Au petit matin, dans ma chambre, je prends mon petit déjeuner, en regardant le soleil se lever. J’ai vu les ficelles des stores se mouvoir ; mon jus d’orange se balancer dans mon verre… ces quelques secondes ont duré une éternité : c’était mon premier tremblement de terre japonais.

Le 4ème jour, je suis enfin sortie. Je ne pouvais éviter les parcs avec les corbeaux agressifs qui me font un peu peur. Ils semblaient affamés mais, c’est ainsi à Tokyo …

Je décide de déambuler au hasard dans Shinjuku : je traverse parcs, places ; monte, descends des escaliers, traverse des malls. Je parcours des petites rues aux bars glauques, avec des voitures aux vitres teintées, comme celles des Yakuzas.

Je me perds littéralement et me retrouve sur une rocade, un périphérique, en arrêt, perplexe devant une rangée qui ne semblait pas se terminer ; oui, je voyais des boîtes recouvertes de bâches en plastique, épaisses, de couleur bleue. La rocade était bordée de bleu.

A  perte de vue, la couleur bleue, s’étirait. Je ne voyais que ce bleu piscine. Toutes ces boîtes bleues étaient entretenues avec une infinie propreté, un soin attentionné. Je comprends alors qu’il s’agit d’habitations de sans domicile fixe : ces « hommes-boîte ».

Il n’y avait aucune déchéance, et tellement de dignité, que j’ai été bouleversée. Je n’osais pas photographier. Je me demande s’il y avait un lien, avec le livre d’Abe Kobo, « l’homme boîte » : j’aimerais le croire.

Finalement je décide de faire une photo : Surgit de nulle part un homme fou furieux. Qui aurait pu dire qu’il était Sans Domicile Fixe ? Vêtu simplement, il était âgé. Mais comment donner un âge à un asiatique ? Il parlait un anglais parfait, avec beaucoup de finesse d’esprit. Il avait été professeur dans une université.
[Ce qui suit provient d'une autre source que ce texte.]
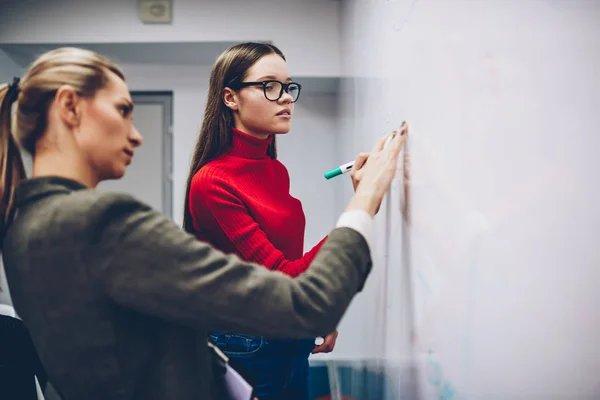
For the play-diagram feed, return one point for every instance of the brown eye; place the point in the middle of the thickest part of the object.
(125, 110)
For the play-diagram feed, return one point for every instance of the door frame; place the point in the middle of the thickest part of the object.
(164, 98)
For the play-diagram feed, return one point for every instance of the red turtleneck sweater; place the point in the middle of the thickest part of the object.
(241, 203)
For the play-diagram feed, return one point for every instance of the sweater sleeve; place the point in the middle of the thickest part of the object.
(216, 208)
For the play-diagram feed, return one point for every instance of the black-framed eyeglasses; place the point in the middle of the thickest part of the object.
(273, 89)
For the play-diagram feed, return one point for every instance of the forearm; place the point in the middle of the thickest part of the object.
(156, 268)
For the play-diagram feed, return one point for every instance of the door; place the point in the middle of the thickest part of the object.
(149, 176)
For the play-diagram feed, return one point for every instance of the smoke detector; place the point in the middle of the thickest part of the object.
(156, 11)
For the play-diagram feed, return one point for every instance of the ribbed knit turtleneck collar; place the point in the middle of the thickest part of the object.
(246, 146)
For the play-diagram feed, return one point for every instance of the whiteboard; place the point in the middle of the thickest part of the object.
(489, 287)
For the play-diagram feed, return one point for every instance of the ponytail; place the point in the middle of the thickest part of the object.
(12, 170)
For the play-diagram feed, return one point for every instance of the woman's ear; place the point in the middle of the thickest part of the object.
(231, 99)
(69, 105)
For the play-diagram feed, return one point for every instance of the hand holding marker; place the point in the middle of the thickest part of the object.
(344, 168)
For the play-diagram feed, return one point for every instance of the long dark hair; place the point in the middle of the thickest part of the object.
(84, 70)
(215, 134)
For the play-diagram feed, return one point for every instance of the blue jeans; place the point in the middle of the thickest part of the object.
(276, 368)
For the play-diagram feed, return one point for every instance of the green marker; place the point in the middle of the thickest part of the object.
(342, 169)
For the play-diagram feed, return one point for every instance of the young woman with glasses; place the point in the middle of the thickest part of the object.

Avec humilité, je lui ai expliqué mon émotion et mon souhait de montrer au monde occidental, un visage peu connu du Japon. Mon émotion, ma gêne, devaient se lire sur mon visage, dans ma voix. Il me prie de faire cette photo. Je me suis inclinée à la japonaise, en le quittant.

Plus tard, je regarderai avec tristesse toutes ces boîtes bleues, parsemées sous les ponts, ou sur des rocades, bien cachées, pour que personne ne les voit.

Je repense aussi à cette interminable file de personnes faisant la queue dans le parc d’Ueno pour avoir à manger.

De même, je me souviens du film « Tokyo Sonata », et de ce père qui, ayant perdu son emploi, le cache à sa famille. Il part le matin, habillé en costume cravate, avec son attaché case et se retrouve à errer dans les parcs ; en attendant de pouvoir manger à la soupe populaire. Le soir, lors du dîner en famille, il reçoit des appels d’un « compère » sur son téléphone portable qui lui permet de sauver la face devant sa femme : C’est le travail qui l’appelle, le dérange !

J’ai rejoint ma tour d’ivoire, le Park Hyatt Tokyo, avec cette photo qui me donnait un pied dans la réalité. Devant la fragilité de la vie, où tout peut basculer, en l’espace d’une seconde, pour le meilleur, comme pour le pire, j’ai apprécié, encore plus, ce séjour, ne regrettant qu’une seule chose : ne pas avoir partagé cela avec un homme.

Je sais qu’il n’est pas besoin d’aller si loin pour découvrir des Sans Domicile Fixe. Cependant, j’élis les hommes-boîte du Japon pour leur délicatesse, leur dignité, le rejet de toute déchéance.